The US Securities and Exchange Commission (SEC) has filed charges against cryptocurrency trading platform Beaxy and its executives. Furthermore, the regulator alleged that the founder of the cryptocurrency exchange raised $8 million in an unregistered crypto token offering and “misappropriated at least $900,000 for personal use, including gambling.”
SEC Accuses Cryptocurrency Exchange Beaxy
The US Securities and Exchange Commission (SEC) Announced on Wednesday that he filed charges against crypto asset trading platform Beaxy, its founder and its executives. SEC Chairman Gary Gensler commented:
We allege that Beaxy and its affiliates performed the functions of stockbroker, broker, clearinghouse, and dealer without registering with the Commission and complying with clear and proven rules governing those activities.
In addition to alleging that Beaxy and its executives failed to “register as a national stock exchange, broker and clearing agency,” the securities regulator said it has “indicted the platform’s founder, Artak Hamazaspyan, and a company he controlled , Beaxy Digital Ltd., with the raising of $8 million in an unregistered offering of the Beaxy token (BXY).”
The SEC “alleged that Hamazaspyan misappropriated at least $900,000 for personal use, including gambling.” The regulator also “indicted market makers operating on the Beaxy platform as unregistered dealers.”

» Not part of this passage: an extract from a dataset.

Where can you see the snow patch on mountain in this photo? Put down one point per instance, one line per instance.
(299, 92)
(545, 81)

In its complaint, the SEC asserted that Nicholas Murphy and Randolph Bay Abbot have been operating the Beaxy Platform since October 2019 through their management of Windy Inc. The SEC noted that the pair convinced Hamazaspyan to resign following the offer of BXY.
Beaxy goes out
Following the SEC enforcement action, Beaxy announced on its website: “Unfortunately, we are announcing the immediate suspension of services on the Beaxy Exchange. Due to the uncertain regulatory environment surrounding our business, we have made the difficult decision to cease operations.”

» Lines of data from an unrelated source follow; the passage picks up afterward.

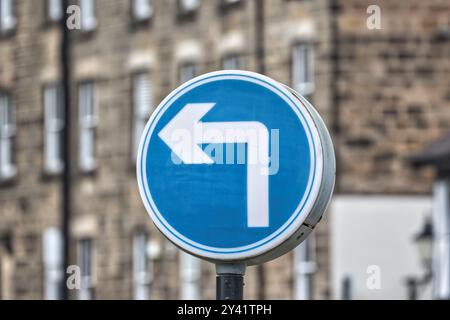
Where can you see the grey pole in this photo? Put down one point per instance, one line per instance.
(230, 281)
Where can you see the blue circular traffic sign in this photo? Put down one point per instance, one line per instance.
(234, 166)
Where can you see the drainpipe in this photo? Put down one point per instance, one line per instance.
(334, 54)
(66, 199)
(260, 68)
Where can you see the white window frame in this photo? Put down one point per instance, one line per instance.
(142, 274)
(142, 9)
(88, 19)
(187, 71)
(233, 62)
(54, 10)
(86, 263)
(304, 268)
(142, 107)
(190, 272)
(303, 68)
(8, 169)
(87, 126)
(187, 6)
(54, 125)
(8, 20)
(53, 265)
(227, 2)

While emphasizing: “We have been directly committed to cooperating with the Securities and Exchange Commission (SEC) for more than two years, continually providing information, data and interviews to assist regulators in any way we can,” the company emphasized:
Unfortunately, despite our best efforts, it has become clear that the regulatory environment is too uncertain to continue operations.
What do you think about the SEC taking action against this crypto exchange, its founder, and its executives? Let us know in the comments section.